Subject: RE: Calton v. Carlton Weaver?
If there's a confusion between Calton, Carlton and so on, it's down to revival singers rather than the tradition. Many of them will have learned the song from other people's records and just guessed at the spelling. Most if not all of these will derive (through various intermediaries) from the set published and recorded by Ewan MacColl, one of only two that mentions Calton; and the only one of those with a tune.

'Nancy Whisky' seems to have started out as a broadside song; there are two editions at Bodleian Library Broadside Ballads, one of which is set in London, while the other (printed in York) names no particular place. See  Nancy Whisky.

There are other localisations; some of the Scottish versions in Greig-Duncan mention Dublin (probably deriving from another broadside localisation: see http://www.nls.uk/broadsides/broadside.cfm/id/16420/ ), and Sam Henry got one in which the weaver belonged to 'Long Cookstown'. Willie Scott mentioned Stewarton. It has also turned up in the south of England.

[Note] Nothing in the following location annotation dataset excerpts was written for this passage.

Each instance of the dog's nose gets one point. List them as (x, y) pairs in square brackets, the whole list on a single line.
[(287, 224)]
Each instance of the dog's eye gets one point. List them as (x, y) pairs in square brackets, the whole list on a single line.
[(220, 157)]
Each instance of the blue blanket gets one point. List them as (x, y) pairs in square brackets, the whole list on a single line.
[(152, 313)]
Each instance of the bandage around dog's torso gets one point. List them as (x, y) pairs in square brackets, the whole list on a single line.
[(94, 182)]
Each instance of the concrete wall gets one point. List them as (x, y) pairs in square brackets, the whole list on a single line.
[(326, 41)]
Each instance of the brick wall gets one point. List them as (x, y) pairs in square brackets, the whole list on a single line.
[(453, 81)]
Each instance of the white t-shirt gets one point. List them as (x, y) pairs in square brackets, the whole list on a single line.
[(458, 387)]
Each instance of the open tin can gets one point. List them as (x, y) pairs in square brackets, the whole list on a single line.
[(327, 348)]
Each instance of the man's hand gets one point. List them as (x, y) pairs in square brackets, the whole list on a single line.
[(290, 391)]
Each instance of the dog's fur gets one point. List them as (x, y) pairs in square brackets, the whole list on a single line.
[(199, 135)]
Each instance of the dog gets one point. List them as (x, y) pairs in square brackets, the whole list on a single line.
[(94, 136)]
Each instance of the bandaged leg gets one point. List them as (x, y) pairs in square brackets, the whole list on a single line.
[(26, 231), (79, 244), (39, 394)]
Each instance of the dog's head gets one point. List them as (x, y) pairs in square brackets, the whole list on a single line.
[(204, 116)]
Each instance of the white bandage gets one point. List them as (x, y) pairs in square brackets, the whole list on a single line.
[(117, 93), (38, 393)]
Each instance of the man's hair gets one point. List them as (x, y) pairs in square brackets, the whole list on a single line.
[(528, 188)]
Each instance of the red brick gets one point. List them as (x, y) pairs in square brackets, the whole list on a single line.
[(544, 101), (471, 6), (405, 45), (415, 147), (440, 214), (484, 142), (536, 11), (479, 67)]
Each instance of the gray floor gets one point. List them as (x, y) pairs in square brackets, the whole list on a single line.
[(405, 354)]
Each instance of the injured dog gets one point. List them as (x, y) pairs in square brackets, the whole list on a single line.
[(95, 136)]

Almost certainly nothing at all to do with Calton to begin with, then; but taken up there at some point and adapted to localise it. The historical background of Calton itself is interesting, but in the circumstances only peripheral to the history of the song. MacColl got it from Hughie Martin of Shettlestone in Glasgow, who, it seems, reckoned that MacColl's father had written the tune, "because he didna' tak' to the ither yin". (Singing Island, 1960, no. 36: 36, 41 and 110).

See several previous discussions here, some of which include further detail and the usual comments on how 'Calton' should be spelled.